Table 1 Patients and controls were well matched for age and sex

	Controls	Cirrhosis	Encephalopathy
Age	48.8 ± 9.9	54.3 ± 8.8	56.8 ± 6.0
Sex	M: 10	M: 9	M: 12
	F: 7	F: 9	F: 6
CP score	N/A	7.8 ± 1.6	9.9 ± 2.1
Child class a	N/A	1	1
Child class b	N/A	11	6
Child class c	N/A	6	11

Patients with hepatic encephalopathy had more severe liver disease. CP: Child-Pugh; M: Male; F: Female.

Table 2 Results for ketone bodies, branch chain and aromatic amino acids are shown

	Chemical shift	Cirrhosis	Encephalopathy	Controls
Acetoacetate	2.29	0.23 ± 0.02b	0.41 ± 0.05b	0.05 ± 0.00
Β-hydroxybutyr	2.31	0.58 ± 0.14b	0.16 ± 0.02b	0.08 ± 0.00
Leucine	0.96	0.33 ± 0.02	0.49 ± 0.05b	0.35 ± 0.02
Isoleucine	1.01	0.12 ± 0.02	0.27 ± 0.02b	0.13 ± 0.02
Valine	1.04	0.14 ± 0.01d	0.16 ± 0.02d	0.36 ± 0.03
Phenylalanine	7.38	0.08 ± 0.01b	0.06 ± 0.02b	0.02 ± 0.01
Tyrosine	6.91	0.23 ± 0.02b	0.25 ± 0.06b	0.07 ± 0.00
Methionine	2.14	0.07 ± 0.02b	0.08 ± 0.02b	0.03 ± 0.01

Acetoacetate and β-hydroxybutyrate concentrations were significantly higher in patients than controls (^bP < 0.01 in all cases). Aromatic amino acids concentrations were significantly higher in patients than controls (P < 0.01 in all cases). Valine concentrations were significantly lower in patients than controls (^dP < 0.01). Leucine was significantly higher if we compared encephalopathics with controls (^bP < 0.01), but there was no difference if we compared cirrhotics and controls. Isoleucine was significantly lower if we compared encephalopathics with controls (^bP < 0.01) but there was no difference between cirrhotics and controls.
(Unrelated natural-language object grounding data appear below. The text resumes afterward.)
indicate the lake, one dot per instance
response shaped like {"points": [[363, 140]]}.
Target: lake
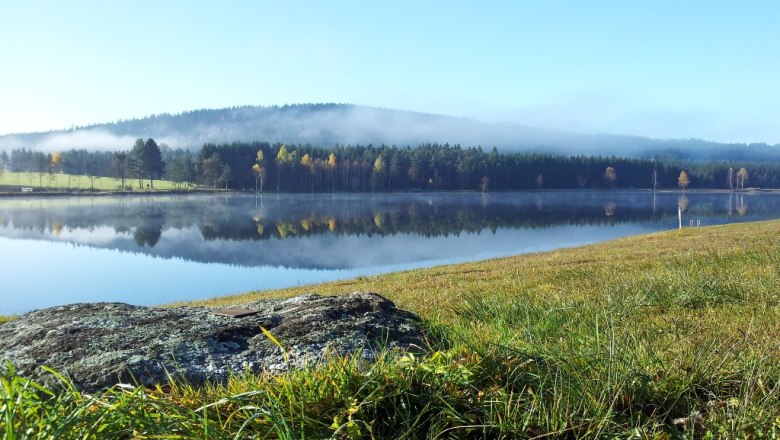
{"points": [[160, 249]]}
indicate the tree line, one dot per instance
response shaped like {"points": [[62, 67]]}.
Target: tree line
{"points": [[261, 166]]}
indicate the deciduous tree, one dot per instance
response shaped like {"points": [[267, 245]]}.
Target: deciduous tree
{"points": [[610, 176], [683, 180], [742, 177]]}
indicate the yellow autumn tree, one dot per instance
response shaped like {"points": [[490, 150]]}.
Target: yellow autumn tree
{"points": [[54, 164], [683, 180], [742, 177]]}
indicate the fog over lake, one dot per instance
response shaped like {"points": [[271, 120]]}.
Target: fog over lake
{"points": [[159, 249]]}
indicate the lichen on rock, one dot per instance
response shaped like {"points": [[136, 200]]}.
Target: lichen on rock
{"points": [[100, 344]]}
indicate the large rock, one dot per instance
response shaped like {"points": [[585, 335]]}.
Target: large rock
{"points": [[100, 344]]}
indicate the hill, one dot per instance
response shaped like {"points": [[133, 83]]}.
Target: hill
{"points": [[344, 124]]}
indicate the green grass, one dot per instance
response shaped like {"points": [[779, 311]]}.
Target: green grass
{"points": [[57, 181], [670, 335]]}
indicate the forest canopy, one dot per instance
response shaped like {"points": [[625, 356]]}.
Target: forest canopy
{"points": [[256, 166]]}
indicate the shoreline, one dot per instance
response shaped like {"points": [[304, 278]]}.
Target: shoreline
{"points": [[89, 193]]}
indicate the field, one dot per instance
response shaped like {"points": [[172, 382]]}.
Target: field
{"points": [[669, 335], [57, 181]]}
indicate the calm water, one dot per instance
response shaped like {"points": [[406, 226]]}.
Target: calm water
{"points": [[152, 250]]}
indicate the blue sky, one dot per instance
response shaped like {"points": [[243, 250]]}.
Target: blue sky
{"points": [[664, 69]]}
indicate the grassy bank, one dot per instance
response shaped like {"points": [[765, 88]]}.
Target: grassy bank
{"points": [[661, 336], [58, 181]]}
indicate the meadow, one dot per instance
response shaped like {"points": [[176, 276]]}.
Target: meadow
{"points": [[668, 335], [59, 181]]}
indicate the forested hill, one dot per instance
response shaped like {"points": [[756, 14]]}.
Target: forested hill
{"points": [[326, 125]]}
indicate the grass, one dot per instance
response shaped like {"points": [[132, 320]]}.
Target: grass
{"points": [[57, 181], [669, 335]]}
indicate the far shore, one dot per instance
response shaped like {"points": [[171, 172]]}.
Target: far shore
{"points": [[36, 192]]}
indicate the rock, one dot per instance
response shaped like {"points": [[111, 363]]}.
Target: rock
{"points": [[100, 344]]}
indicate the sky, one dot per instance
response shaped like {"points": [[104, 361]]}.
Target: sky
{"points": [[662, 69]]}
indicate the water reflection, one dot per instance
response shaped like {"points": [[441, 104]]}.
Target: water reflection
{"points": [[148, 250], [196, 227]]}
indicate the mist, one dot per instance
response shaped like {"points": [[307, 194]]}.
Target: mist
{"points": [[343, 124]]}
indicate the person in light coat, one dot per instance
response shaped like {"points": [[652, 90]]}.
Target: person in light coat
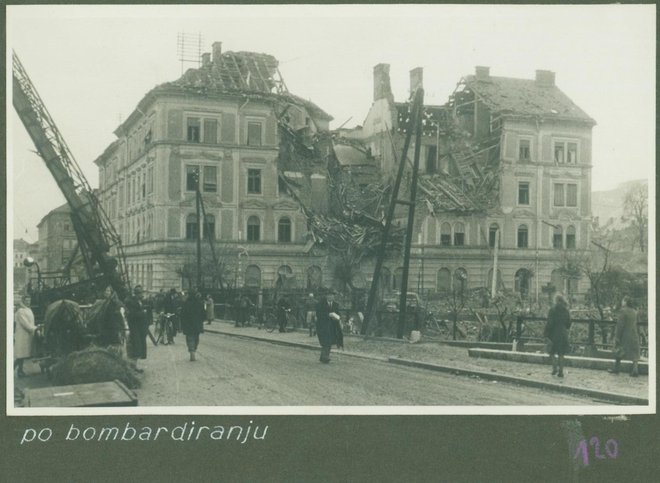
{"points": [[24, 331]]}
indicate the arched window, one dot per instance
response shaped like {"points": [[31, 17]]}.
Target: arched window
{"points": [[523, 282], [252, 276], [445, 234], [314, 277], [444, 280], [523, 236], [570, 237], [254, 229], [492, 235], [460, 282], [459, 234], [284, 230], [557, 237], [192, 230]]}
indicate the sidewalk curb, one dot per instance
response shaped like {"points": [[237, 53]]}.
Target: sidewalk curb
{"points": [[610, 396], [614, 397]]}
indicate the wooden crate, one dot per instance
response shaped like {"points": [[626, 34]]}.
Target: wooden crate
{"points": [[98, 394]]}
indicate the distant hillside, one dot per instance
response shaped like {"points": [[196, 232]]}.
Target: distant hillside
{"points": [[608, 205]]}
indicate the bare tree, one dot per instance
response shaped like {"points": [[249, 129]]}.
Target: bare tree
{"points": [[635, 214]]}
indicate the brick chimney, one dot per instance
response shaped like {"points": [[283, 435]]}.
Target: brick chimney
{"points": [[382, 89], [545, 78], [481, 72], [217, 51], [416, 78]]}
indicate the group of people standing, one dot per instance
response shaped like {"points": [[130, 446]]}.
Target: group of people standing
{"points": [[626, 336]]}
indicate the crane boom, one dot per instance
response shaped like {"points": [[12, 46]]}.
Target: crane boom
{"points": [[96, 234]]}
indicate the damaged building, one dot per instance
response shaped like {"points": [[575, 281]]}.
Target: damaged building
{"points": [[233, 123], [504, 159]]}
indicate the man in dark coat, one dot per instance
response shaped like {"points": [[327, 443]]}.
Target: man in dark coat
{"points": [[626, 337], [556, 330], [136, 317], [192, 321], [328, 329]]}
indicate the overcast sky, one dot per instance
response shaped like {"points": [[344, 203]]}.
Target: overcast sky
{"points": [[92, 65]]}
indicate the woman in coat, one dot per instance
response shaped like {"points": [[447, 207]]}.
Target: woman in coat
{"points": [[626, 337], [192, 321], [23, 334], [556, 330]]}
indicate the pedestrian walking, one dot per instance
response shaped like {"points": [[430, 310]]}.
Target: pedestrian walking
{"points": [[626, 337], [136, 318], [192, 321], [328, 329], [24, 332], [209, 307], [556, 332]]}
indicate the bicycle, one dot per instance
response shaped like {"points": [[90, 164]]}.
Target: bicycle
{"points": [[165, 329]]}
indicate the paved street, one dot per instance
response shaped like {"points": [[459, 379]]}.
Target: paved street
{"points": [[232, 371]]}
Table 3 Results for glycolysis end products and gluconeogenetic precursors are shown

	Chemical shift	Cirrhosis	Encephalopathy	Controls
Lactate	1.33	1.53 ± 0.11b	1.41 ± 0.13b	0.42 ± 0.05
Pyruvate	2.38	0.11 ± 0.02b	0.17 ± 0.02b	0.03 ± 0.00
Alanine	1.48	0.77 ± 0.04b	0.73 ± 0.06b	0.61 ± 0.05
Threonine	1.34	0.39 ± 0.02b	0.25 ± 0.01b	0.08 ± 0.1
Glycine	3.57	0.31 ± 0.03b	0.18 ± 0.01b	0.09 ± 0.1
Aspartate	2.82	0.37 ± 0.03b	0.27 ± 0.02b	0.03 ± 0.1

Lactate, pyruvate, alanine, threonine, glycine and aspartate concentrations were all significantly higher in patients than controls (^bP < 0.01 in all cases).
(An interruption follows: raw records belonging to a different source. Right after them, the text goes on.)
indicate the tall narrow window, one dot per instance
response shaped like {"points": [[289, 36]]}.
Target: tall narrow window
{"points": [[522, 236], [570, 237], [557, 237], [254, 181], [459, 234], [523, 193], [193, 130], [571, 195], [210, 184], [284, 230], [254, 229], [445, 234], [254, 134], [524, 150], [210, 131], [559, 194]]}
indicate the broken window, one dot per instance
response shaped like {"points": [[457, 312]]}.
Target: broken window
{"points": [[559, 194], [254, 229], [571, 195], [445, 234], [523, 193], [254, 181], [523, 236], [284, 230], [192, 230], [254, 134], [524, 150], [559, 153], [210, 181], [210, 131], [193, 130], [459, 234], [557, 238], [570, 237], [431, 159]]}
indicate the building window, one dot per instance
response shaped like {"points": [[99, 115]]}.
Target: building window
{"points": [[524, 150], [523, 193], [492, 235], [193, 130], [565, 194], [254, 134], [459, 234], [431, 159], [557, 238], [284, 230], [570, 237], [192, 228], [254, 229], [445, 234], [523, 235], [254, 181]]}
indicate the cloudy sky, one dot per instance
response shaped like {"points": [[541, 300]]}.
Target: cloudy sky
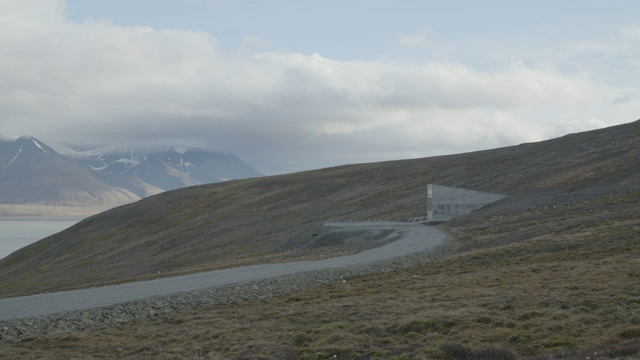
{"points": [[291, 85]]}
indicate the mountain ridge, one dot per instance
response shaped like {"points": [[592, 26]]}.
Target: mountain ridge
{"points": [[254, 220], [32, 173]]}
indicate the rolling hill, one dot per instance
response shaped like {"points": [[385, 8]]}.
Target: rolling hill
{"points": [[258, 219], [549, 272]]}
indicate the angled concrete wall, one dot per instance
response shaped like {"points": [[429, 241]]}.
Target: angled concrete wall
{"points": [[445, 202]]}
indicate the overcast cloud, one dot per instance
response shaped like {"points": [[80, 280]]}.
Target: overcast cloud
{"points": [[94, 83]]}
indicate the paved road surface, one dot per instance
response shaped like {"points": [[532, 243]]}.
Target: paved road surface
{"points": [[416, 238]]}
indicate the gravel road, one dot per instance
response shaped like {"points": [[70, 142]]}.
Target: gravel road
{"points": [[26, 316]]}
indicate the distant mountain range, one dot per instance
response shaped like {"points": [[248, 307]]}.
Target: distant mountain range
{"points": [[33, 173]]}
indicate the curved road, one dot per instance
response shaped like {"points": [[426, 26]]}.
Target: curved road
{"points": [[416, 238]]}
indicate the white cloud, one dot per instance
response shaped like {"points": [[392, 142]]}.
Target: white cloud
{"points": [[98, 83], [413, 40]]}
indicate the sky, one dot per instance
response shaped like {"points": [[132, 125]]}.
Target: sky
{"points": [[291, 85]]}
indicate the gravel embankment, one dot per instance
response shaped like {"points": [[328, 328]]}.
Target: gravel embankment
{"points": [[97, 318]]}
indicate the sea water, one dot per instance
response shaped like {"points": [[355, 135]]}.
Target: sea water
{"points": [[17, 232]]}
Table 4 Results for urea cycle intermediates are shown

	Chemical shift	Cirrhosis	Encephalopathy	Controls
Glutamine	2.46	0.44 ± 0.08b	0.36 ± 0.04b	0.63 ± 0.03
Glutamate	2.36	1.36 ± 0.25d	0.84 ± 0.16a	0.58 ± 0.04
Histidine	7.83	0.16 ± 0.01b	0.18 ± 0.02b	0.36 ± 0.04
Arginine	1.93	0.08 ± 0.01b	0.1 ± 0.01b	0.14 ± 0.02

Glutamine, histidine and arginine concentrations were significantly lower in patients than controls (^bP < 0.01 in all cases). Glutamate concentrations were significantly higher in cirrhotics (^dP < 0.01) compared to controls. It was also significantly increased if we compared encephalopathics with controls (^aP < 0.05).

Table 5 Results for amines, glycerol and myo-inositol are shown

	Chemical shift	Cirrhotics	Encephalopathics	Controls
Methylamine	2.54	0.17 ± 0.03	0.19 ± 0.03	0
Dimethylamine	2.72	0.29 ± 0.03	0.31 ± 0.04	0
Tmao	3.27	0.45 ± 0.07	0.51 ± 0.08	0
Glycerol	3.79	0.53 ± 0.09b	0.2 ± 0.02b	0.08 ± 0.02
Myoinositol	3.63	0.37 ± 0.06a	0.19 ± 0.04	0.16 ± 0.03

Methylamine, dimethylamine and TMAO were present in patients and absent in controls. Glycerol concentrations were significantly higher in patients than controls (^bP < 0.01). Myo-inositol concentrations were significantly higher in cirrhotics (^aP < 0.015) but there were no differences between encephalopathics and controls.